No, normal people lie and they cheat and they play games and even when they don't think they're doing it, they still have all these little rules and fences that control the way they act. People are always, always gauging things, how this will work, who's not going to like this, how people will react to that… Being a normal person must be a full-time job. No wonder you shower of bastards never get anything done, you're too busy keeping up with yourselves, chasing your bloody tails around your little semi-traditional-Facebook-blogger mazes, fuck, it'd break your heart if you had one.
She takes my long silence for confusion and says, "Well, who did you think was feeding your cat?"
"I do not have a cat."
"I have changed a litter tray twice since you went into your hermitry."
"Oh. Really?"
"And the Eternal Bushmills Bottle? Gift from a leprechaun, was it? And all the cornflakes? Here's a massive big hint, Mr Moriarty, you put milk on your cornflakes. Milk goes off. And you haven't bought milk since the last time you left your flat, which was the morning of St Bart's, so-"
The impulse to scream 'Who the fuck are you?' right in her blank, honest little face, right before tearing it off with shingle, sea water and good old fashioned elbow grease somehow transmutes into a low, stupid-sounding echo, "What's your name?"
"Whatever you want. Is that really the big question right now? Ask one more, Jim. Then we'll start getting you back to what you know, I promise."
"…Why are you doing this?"
"Because what were you going to look like if he came back tomorrow? Sad, lonely little man looking like death in his flat because they Stopped All The Clocks. I couldn't stand and watch it anymore, you were starting to sicken me."
You've probably seen It's A Wonderful Life. There's been some godawful Christmas you were too stuffed or pissed or both to be arsed changing the channel, and you've seen It's A Wonderful Life.
This, my friends, oh, my dear, wonderful friends out there, all you good good people, all you idiots, all you One-Born-Every-Minutes, you Can-You-Fix-It-For-Mes, you fucking shitpile of wasters, fodder for my cannons, grist for my mill, all you glorious, beautiful fucking people, this is my Jimmy Stewart moment.
Every time a bell rings, you can finish that sentence for yourself.
But as I think it a police car sails by, sirens wailing.

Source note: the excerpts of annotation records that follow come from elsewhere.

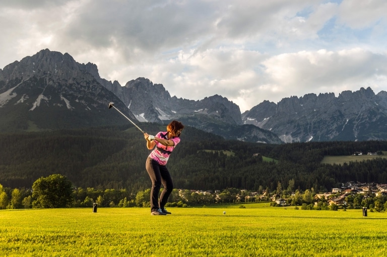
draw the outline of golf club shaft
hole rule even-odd
[[[141,131],[142,132],[143,132],[143,134],[145,134],[145,132],[144,132],[144,130],[142,130],[142,129],[141,129],[141,128],[140,128],[140,127],[139,127],[139,126],[137,126],[137,125],[136,125],[136,124],[135,124],[135,123],[134,123],[134,122],[133,122],[133,121],[131,121],[131,120],[130,120],[130,119],[128,118],[127,118],[127,117],[126,116],[125,116],[125,115],[124,115],[124,114],[123,114],[122,113],[121,113],[121,112],[120,112],[120,111],[119,111],[119,110],[118,110],[118,109],[117,109],[117,108],[115,108],[115,107],[114,107],[113,105],[112,105],[112,106],[111,106],[111,107],[113,107],[113,108],[114,108],[115,110],[117,110],[117,112],[118,112],[119,113],[120,113],[121,114],[122,114],[122,115],[123,116],[123,117],[124,117],[125,118],[126,118],[126,119],[127,119],[127,120],[128,120],[129,121],[130,121],[131,122],[132,122],[132,124],[136,126],[136,128],[137,128],[138,129],[139,129],[140,130],[140,131]]]

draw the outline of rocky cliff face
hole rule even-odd
[[[281,143],[270,132],[244,128],[239,107],[215,95],[200,101],[171,97],[162,84],[138,78],[121,87],[101,78],[97,65],[43,50],[0,69],[0,131],[78,128],[126,124],[110,102],[133,121],[182,120],[225,138]]]
[[[264,102],[243,113],[252,124],[277,134],[285,142],[385,140],[386,93],[368,88],[352,93],[305,95]]]
[[[197,101],[171,97],[162,84],[153,84],[144,77],[131,80],[123,87],[119,83],[104,85],[114,93],[140,121],[163,123],[200,113],[229,124],[242,124],[239,107],[220,96]]]
[[[237,105],[218,95],[200,101],[177,98],[142,77],[121,87],[101,78],[95,64],[48,49],[0,69],[0,131],[127,123],[108,109],[110,102],[133,120],[166,124],[176,119],[230,139],[387,140],[387,93],[375,95],[369,88],[337,97],[309,94],[277,104],[265,101],[241,115]]]
[[[134,119],[87,70],[68,54],[48,49],[0,69],[0,131],[124,124],[124,118],[108,109],[111,101]]]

Such glorious noise. They used to just have little swinging bells on the top, back in the old days. Every time a bell rings…
She grins, the way she did when I guessed at Darling Wreck, like some thrilled child, "Are you still going to kill me?" Twisted child. Satan child. She is that which fell off my left shoulder all those weeks ago. She has not abandoned me, through it all.
"Oh, God yes," I tell her. "But not on the floor of a chippy, I promise you that. I'll find something elaborate and unsolvable for you. You'll live forever in the annals of crime history. They'll puzzle over you for years. Sherlock himself will never solve you. You'll be eternal, you wonderful bloody bitch, that much I promise you. You fancied acid, didn't you?"
"Only so I could do the dealer joke."
"No acid then."
"Always thought drowning would be alright."
"Oh, then drown you shall, you demon wonder from hell, drown you shall. But not tonight."